Lettre au ministre Pap Ndiaye sur l’exclusion d’un lycéen communiste

Monsieur le Ministre,

Nous souhaitons par cette lettre vous interpeller sur une situation qui nous préoccupe vivement dans un lycée de Tarbes, dans les Hautes-Pyrénées.

Le 25 novembre 2022, deux élèves du lycée Marie-Curie de Tarbes ont été sanctionnés de 3 et 4 jours d’exclusions aux motifs de « blocage d’entrée de l’établissement », « incivisme » et « prosélytisme politique » pour un des deux.

 

Il est reproché à ces lycéens d’avoir participé à une mobilisation devant leur lycée le 10 novembre 2022, dans le cadre d’une journée d’action interprofessionnelle nationale pour l’augmentation des salaires.

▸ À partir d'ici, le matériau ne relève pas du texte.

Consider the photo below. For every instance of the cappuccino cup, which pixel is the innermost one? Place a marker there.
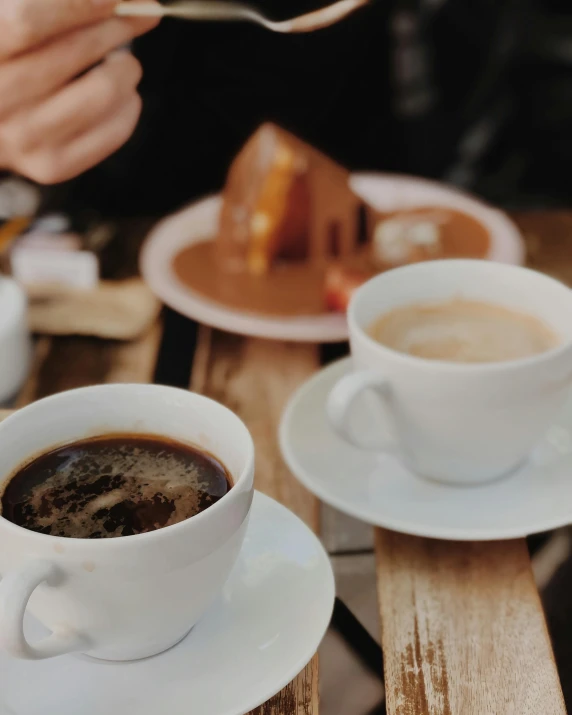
(132, 596)
(452, 406)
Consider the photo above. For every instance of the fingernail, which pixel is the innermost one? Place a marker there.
(118, 54)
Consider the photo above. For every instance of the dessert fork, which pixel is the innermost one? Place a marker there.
(220, 10)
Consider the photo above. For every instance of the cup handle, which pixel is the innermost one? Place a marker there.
(340, 402)
(15, 591)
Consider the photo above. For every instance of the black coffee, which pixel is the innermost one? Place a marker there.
(117, 485)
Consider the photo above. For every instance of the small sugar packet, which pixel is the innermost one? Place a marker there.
(35, 265)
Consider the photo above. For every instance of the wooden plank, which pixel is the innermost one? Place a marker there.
(255, 378)
(463, 629)
(68, 362)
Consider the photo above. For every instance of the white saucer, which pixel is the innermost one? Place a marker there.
(199, 222)
(379, 490)
(263, 630)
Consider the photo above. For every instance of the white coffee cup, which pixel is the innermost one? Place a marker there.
(456, 422)
(126, 597)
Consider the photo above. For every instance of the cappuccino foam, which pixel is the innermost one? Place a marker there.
(463, 331)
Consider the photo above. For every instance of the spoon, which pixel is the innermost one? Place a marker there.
(222, 10)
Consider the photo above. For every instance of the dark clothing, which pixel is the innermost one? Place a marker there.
(472, 93)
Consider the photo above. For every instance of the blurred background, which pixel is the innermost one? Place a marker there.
(478, 94)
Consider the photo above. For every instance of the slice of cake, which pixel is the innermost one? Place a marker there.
(285, 200)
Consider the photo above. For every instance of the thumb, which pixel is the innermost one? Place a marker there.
(27, 23)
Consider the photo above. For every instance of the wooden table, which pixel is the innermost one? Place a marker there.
(462, 627)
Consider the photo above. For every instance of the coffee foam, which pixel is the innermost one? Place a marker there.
(463, 331)
(104, 494)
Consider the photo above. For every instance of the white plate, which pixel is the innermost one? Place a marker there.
(378, 489)
(384, 191)
(268, 623)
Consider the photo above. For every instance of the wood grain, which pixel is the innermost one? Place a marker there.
(65, 363)
(463, 632)
(255, 378)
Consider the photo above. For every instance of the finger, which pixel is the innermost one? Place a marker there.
(60, 164)
(80, 105)
(28, 23)
(39, 73)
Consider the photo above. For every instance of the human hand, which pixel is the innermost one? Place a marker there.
(68, 94)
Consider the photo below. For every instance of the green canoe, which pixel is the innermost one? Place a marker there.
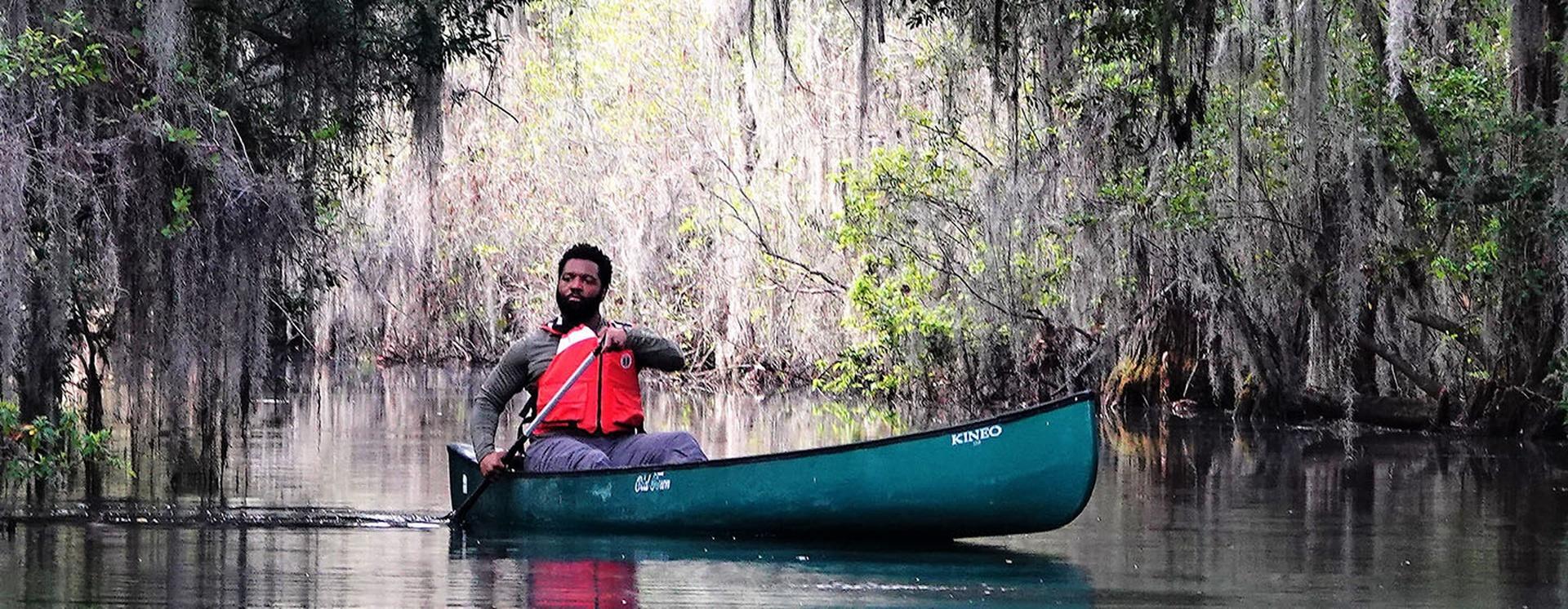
(1021, 472)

Ce jour-là, des lycéens se sont mobilisés pacifiquement devant leur établissement pour dénoncer la sélection sociale opérée par Parcoursup, et, de manière générale, exprimer leur inquiétude sur un avenir qui leur apparaît de plus en plus bouché et incertain. Des militants syndicaux étaient présents sur place pour s’assurer du bon déroulement de l’action, et les forces de l’ordre présentes ont pu constater qu’aucune violence, dégradation ou pression n’ont été effectuées.

Ce mode d’action pacifique est utilisé depuis des années par des lycéennes et lycéens, et, ce jour-là, d’autres lycées ont connu des actions de ce type. Pourtant, nulle part de telles sanctions n’ont été prononcées.

Monsieur le Proviseur du lycée reproche en outre à un des deux lycéens sanctionnés d’avoir prononcé des propos « très politiques » ce jour-là, à l’extérieur du lycée. Il considère ainsi que toute action politique devant le lycée, comme une distribution de tract ou une prise de parole est illégale, car elle contreviendrait à l’article L 141-5-2 du Code de l’éducation interdisant toute forme « d’endoctrinement » aux abords immédiats d’un établissement.

Si cet article vise légitimement à protéger nos élèves de tentatives de pressions ou de manipulations, notamment religieuses, l’action de jeunes militants politiques devant un lycéen ne saurait y être comparée.

En distribuant des tracts devant un lycée, les militants politiques ne font qu’user de leur liberté d’expression, droit fondamental garanti par notre constitution. Ce droit à l’expression, à l’action politique, est inscrit dans l’ADN de notre République et il nous importe à toutes et tous de le protéger et de le chérir.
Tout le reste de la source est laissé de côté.